Department of Clinical Pharmacy, Graduate School of Pharmaceutical Sciences (D.O., M.Y., A.N., T.H., T.I., T.M.), and Educational Research Center for Clinical Pharmacy, Faculty of Pharmaceutical Sciences (T.A., Y.K., I.O., T.H., T.I., T.M.), Nagoya City University, Nagoya, Japan.
Department of Clinical Pharmacy, Graduate School of Pharmaceutical Sciences (D.O., M.Y., A.N., T.H., T.I., T.M.), and Educational Research Center for Clinical Pharmacy, Faculty of Pharmaceutical Sciences (T.A., Y.K., I.O., T.H., T.I., T.M.), Nagoya City University, Nagoya, Japan
Drug Metab Dispos. 2018 Nov;46(11):1572-1580. doi: 10.1124/dmd.118.080374. Epub 2018 Apr 3.

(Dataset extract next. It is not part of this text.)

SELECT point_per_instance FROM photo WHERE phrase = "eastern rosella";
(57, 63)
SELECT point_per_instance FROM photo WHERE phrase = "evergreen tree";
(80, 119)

Intestinal organoids morphologically resemble intestinal tissues and are expected to be used in both regenerative medicine and drug development studies, including pharmacokinetic studies. However, the pharmacokinetic properties of these organoids remain poorly characterized. In this study, we aimed to generate pharmacokinetically functional intestinal organoids from human induced pluripotent stem (iPS) cells. Human iPS cells were induced to differentiate into the midgut and then seeded on EZSPHERE plates (AGC Techno Glass Inc., Shizuoka, Japan) to generate uniform spheroids, and the floating spheroids were subsequently differentiated into intestinal organoids using small-molecule compounds. Exposure to the small-molecule compounds potently increased the expression of intestinal markers and pharmacokinetic-related genes in the organoids, and the organoids also included various intestinal cells such as enterocytes, intestinal stem cells, goblet cells, enteroendocrine cells, Paneth cells, smooth muscle cells, and fibroblasts. Moreover, microvilli and tight junctions were observed in the organoids. Furthermore, we detected not only the expression of drug transporters but also efflux transport activity through ABCB1/MDR1 and the induction of the drug-metabolizing enzyme CYP3A4 by ligands of nuclear receptors. Our results demonstrated the successful generation of pharmacokinetically functional intestinal organoids from human iPS cells. Thus, these intestinal organoids could be used as a pharmacokinetic evaluation system in drug development studies.
肠类器官在形态上类似于肠组织,预计将被用于再生医学和药物开发研究,包括药代动力学研究。然而,这些类器官的药代动力学特性仍未得到很好的描述。在这项研究中,我们旨在从人诱导多能干细胞(iPS 细胞)中生成具有药代动力学功能的肠类器官。人 iPS 细胞被诱导分化为中肠,然后接种到 EZSPHERE 平板(AGC Techno Glass Inc.,静冈,日本)上以生成均匀的球体,然后使用小分子化合物将漂浮的球体分化为肠类器官。小分子化合物的暴露强烈增加了类器官中肠标志物和药代动力学相关基因的表达,并且类器官还包含各种肠细胞,如肠上皮细胞、肠干细胞、杯状细胞、肠内分泌细胞、潘氏细胞、平滑肌细胞和成纤维细胞。此外,在类器官中观察到微绒毛和紧密连接。此外,我们不仅检测到了药物转运体的表达,还检测到了通过 ABCB1/MDR1 的外排转运活性,以及核受体配体对药物代谢酶 CYP3A4 的诱导。我们的结果表明,从人 iPS 细胞中成功生成了具有药代动力学功能的肠类器官。因此,这些肠类器官可以用作药物开发研究中的药代动力学评价系统。